“Bronchitis,” my doctor says. I’m on antibiotics as of an hour ago, and suddenly I feel very weary. Which is pretty much how I’ve felt for the last three weeks, so it’s really not a change.
I’d like to direct your attention to the Grim’s Hall blog, one of my favorites. They don’t seem to have any mechanism for cutting individual posts out of the herd there, so in order to get to the post I want you to look at, you’ll have to scroll down past Grim’s mention of Joel Leggett’s review of my book. With characteristic modesty, I shall say nothing at all about that.
But down below is a (to me) fascinating post on “The Force of History.” It springboards off a discussion of the very problematic question of Swiss restrictions on minarets, and on to the whole question of how we argue from history, and how people use proofs in their actual, real-life thinking.
Grim says:
These [reasons] are likely to be emotional, not logical: as with our discussions on Aristotle, it is normally the non-rational part of the soul that determines ends. The rational part determines means. All he will learn from your argument is that he needs a different means to his ends.
This strikes me as an important point to understand. Most people don’t reason forward from logic. They reason backward from conclusions that please their feelings, finding proofs to support them.
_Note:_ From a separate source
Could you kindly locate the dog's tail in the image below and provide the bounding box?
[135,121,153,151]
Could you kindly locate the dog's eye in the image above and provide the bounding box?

This is even true of Christian arguments. I’ll go further. It’s probably true of mine as well. I have a vision–an image that ravished my soul when I was a boy–and I’ve chosen chains of reasoning that suit that vision. To betray the vision would be like betraying a woman I love.
I don’t mean to denigrate reason. Reason stands. It is valid. We should work, and work hard, to refine and maintain our logic.
But human beings are not computers. We operate by head and heart, and if we wish to win souls, we must not forget that. C.S. Lewis experienced what could well be described as an intellectual conversion. He was “talked around” by Tolkien and Dyson. But the “bait” in God’s “trap” was Lewis’ fascination with myth. When he saw that myth could be fact as well, Lewis discovered the heart of his own passion, in Jesus Christ.
Stories. Stories are so important. We serve a Lord who was a famous storyteller, and whose life is a famous story.